In the US, Zika virus infestation is associated with travel. However, the Texas Department of State Health Services has recently reported that a resident was “most likely infected” with Zika in the state within the past few months. If confirmed, this will be the first case of locally transmitted Zika in the continental U.S. this year. The patient did not have any risk factors for Zika exposure, including recent travel, so the virus was likely transmitted via a mosquito bite in southern Texas. Total cases are approximately 5,000 in the US but with higher numbers in associated territories like Puerto Rico.
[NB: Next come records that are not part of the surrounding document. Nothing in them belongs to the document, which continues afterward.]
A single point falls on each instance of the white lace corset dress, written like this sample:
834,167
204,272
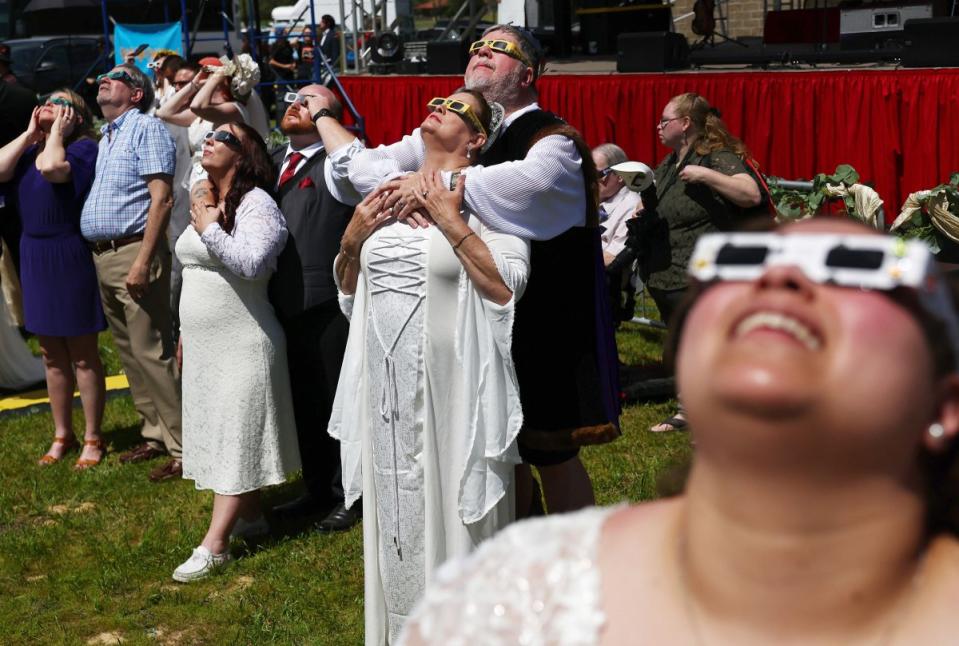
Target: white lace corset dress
536,583
395,270
238,429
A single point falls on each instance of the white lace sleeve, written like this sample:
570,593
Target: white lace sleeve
258,236
511,256
537,197
370,167
534,583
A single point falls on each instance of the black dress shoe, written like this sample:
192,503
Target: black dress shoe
341,518
305,505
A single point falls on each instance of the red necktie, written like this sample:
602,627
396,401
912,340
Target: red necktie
290,169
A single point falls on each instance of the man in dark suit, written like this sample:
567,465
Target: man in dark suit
305,298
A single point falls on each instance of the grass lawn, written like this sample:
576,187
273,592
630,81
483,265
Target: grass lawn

South Carolina, where I live, had 61 reported cases, almost all around the larger populations in the State.
Zika presents as mild symptoms usually lasting several days to a week. Symptoms include myalgias (muscle pains), fever, and a rash, but 80 to 90% of cases are aysmptomatic. Differential diagnosis includes dengue, chikungunya, malaria, rubella, measles, parvovius, enterovirus, etc. The Incubation period is 3-14 days. After symptom onset, the viremia period ranges from a few days to 1 week (note: viremia is the period wherein a mosquito may acquire the virus by biting an infected individual). There is no particular effective medication for treatment, but stay away from nonsteroidal anti-inflammatory drugs (NSAID) as Zika virus may be confused with dengue which has a hemorrhagic component. Best method for testing the Zika virus is PCR in serum or urine, if the patient is within 14 days from the onset of symptoms. After this period of time you have to rely on immunoglobulins (but the latter is non-specific and may also react also to dengue virus. There is commercial testing available (for urine and serum PCR) no commercial IgM available.
Congenital Zika syndrome refers to birth defects in babies born to a mom infected with the virus. Symptoms include severe microcephaly (small head size) -in some cases the skull may be partially collapsed-, damage to eyes, and increased muscle tone. Postnatal Zika virus can be seen and symptoms are the same as in the adult. No cases have been reported with breastfeeding. If a child has symptoms and test consistent with Zika virus, have him evaluated by a neurologist, ophthalmologist, assess their hearing, CBC, metabolic panel and other services as required (e.g., endocrinologist, physical therapist, nutritionist, etc.). Sexual transmission and prevention guidelines appear on the CDC website. Any mode of sexual intercourse may transmit the same, including sex toys. Have protected sex after traveling to an infested area.
As already stated one of the complications of Zika virus is microcephaly. There was a great increase in microcephaly after an outbreak in Brazil. If a pregnant woman is infected we do not know nor can we predict how the virus will affect her pregnancy. We also do not know whether a virus that passes through sexual intercourse will have the same effects as one transmitted by a mosquito.
The CDC has issued updated guidelines saying that routine Zika virus testing is no longer recommended for asymptomatic pregnant women who traveled to countries or regions where the virus is transmitted. However, pregnant women with possible Zika virus exposure and symptoms such as fever, headache, rashes, red eyes and joint pain should undergo testing immediately, according to the guidance.